The cinema is a community-run cinema. It does second-run movies like other rep cinemas do, but there’s a strong sense of community involvement in the cinema. It was revived by a couple who lived in the area who put up the money to keep it from being abandoned. And they kept that spirit alive. They always welcome new ideas. I first got to know them by calling them out of the blue. When I met with them they sensed my enthusiasm and I pitched them the idea of doing a series where we screen Canadian films on the big screen. And the cinematography thing I just came up with and pitched them on it. In the spirit of community involvement, the cinema has been open to any ideas outside of just the usual second-run movies.
How much look-ahead goes into this? How many films and guests do you have lined up before you get a program like this off the ground?
The cinema doesn’t program too far in advance. They like to stay flexible. They’ll only program two or three weeks in advance. I’m not really sure what’s next. We kind of play it one screening at a time so it’s not too onerous for anybody. We’re all very flexible. We’re not mandated to do something every month or every two months, as long as we keep the fire burning. Everyone who works there—well, except for the manager and that—is a volunteer. It’s called the Revue Film Society, and it’s a board of directors kind of thing. With this screening, I made a connection with the Canadian Society of Cinematographers, which I assumed would be interested in helping to present these screenings. They helped with getting the connection to John Toll, the Q&A speaker.
Besides it being a favourite of yours, what is it about The Thin Red Line that works within the context of this series?
Obviously it’s a fantastic film. It’s a war film, but an art war film. It’s so ambitious. It kind of turns some people off. It’s not Saving Private Ryan, but it has a much deeper meaning. I have more emotional attachment to The Thin Red Line than I do to Saving Private Ryan. As a piece of cinema it’s just elegant.
I’m also really attracted to the making of the film—and hopefully John Toll can enlighten us on that—and this idea of Terrence Malick waiting twenty years in between his second film and this third film. And the fact that he doesn’t do another Days of Heaven, he does this hugely ambitious war film. I remember reading back in the day, and this is before internet buzz was commonplace, reports of this film and where it’s being shot and who’s being cast in this project that nobody really knew anything about.

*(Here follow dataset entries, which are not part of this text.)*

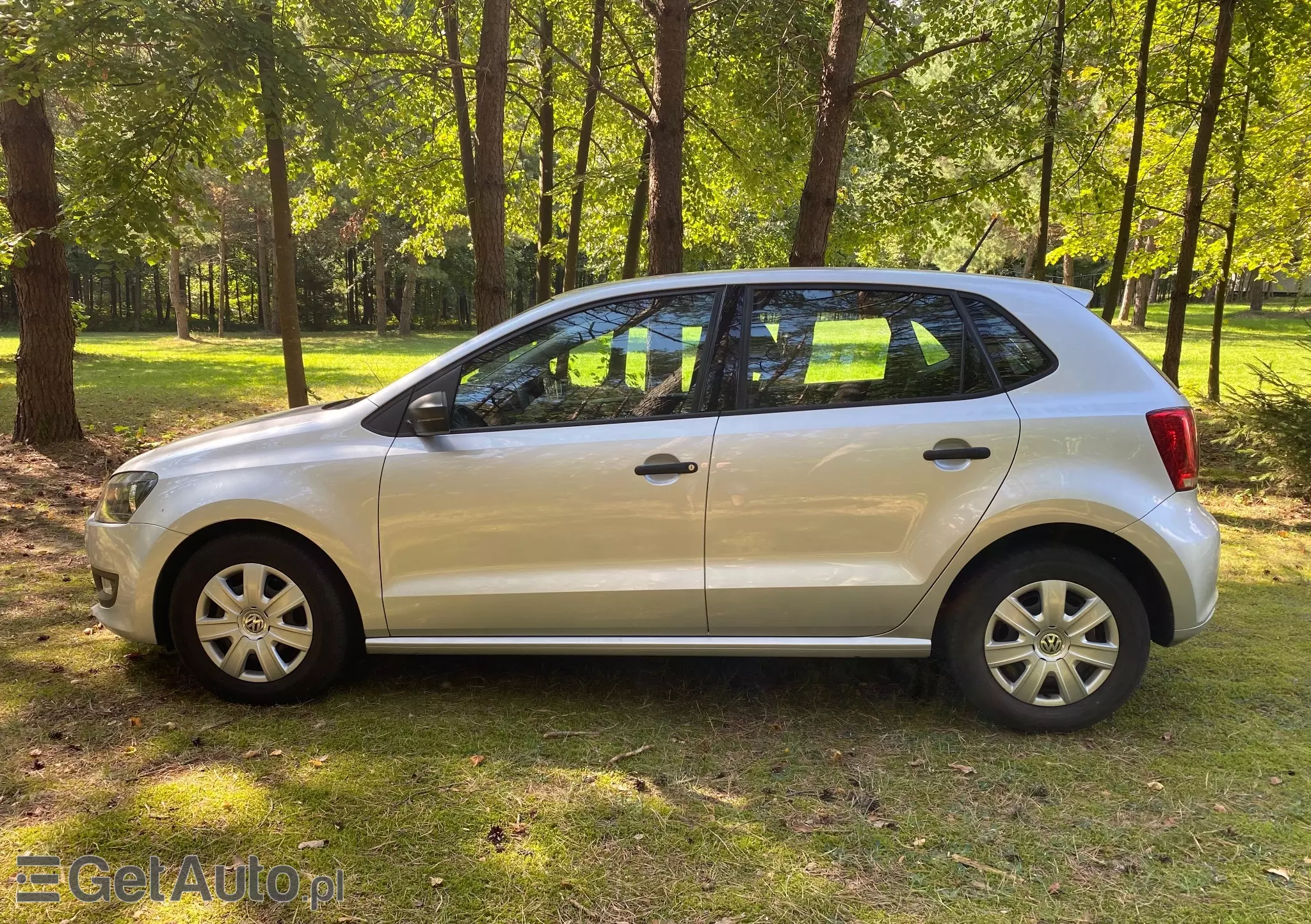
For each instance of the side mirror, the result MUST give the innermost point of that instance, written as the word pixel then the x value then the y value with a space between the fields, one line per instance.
pixel 429 415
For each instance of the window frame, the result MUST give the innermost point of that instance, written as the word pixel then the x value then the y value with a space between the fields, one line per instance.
pixel 748 299
pixel 449 379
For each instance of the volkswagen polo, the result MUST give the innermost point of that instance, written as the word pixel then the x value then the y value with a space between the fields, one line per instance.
pixel 812 462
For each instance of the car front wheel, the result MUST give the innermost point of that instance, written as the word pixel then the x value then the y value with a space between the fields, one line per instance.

It had this kind of aura to it that really stuck with me. And that’s something I want to learn about more.
What you do at the Revue is interesting, because a lot of rep cinemas will do special presentations, but you seem to have an almost educational mandate. You’re teaching people about the art of cinema as a cohesive whole, whether it be through looking at the screenwriting process or cinematography. Is this part of any official directive or plan on the part of the Revue Film Society?
Not really. It’s just something I’ve been doing. Because I’m a filmmaker as well and I work in the film industry and that’s what I’m interested in. And I assume that if I’m interested in it, then there’s got to be a group of people out there who are interested in it. There’s no specific mandate or anything we’re actively trying to tap into. If anything, it’s a little sub-market of programming that’s under-represented in Toronto. There’s lots of great alternative programming here with what the Toronto Underground does, and what The Bloor does, and The Royal, and the Fox. Everyone’s doing their own cool little thing. And I’m just trying to do my own cool little thing that maybe some of the others aren’t doing.
The Revue (400 Roncesvalles Avenue) presents The Thin Red Line on Sunday, August 1 at 3 p.m. And you may want to pack a snack, given that the film is 170 minutes long.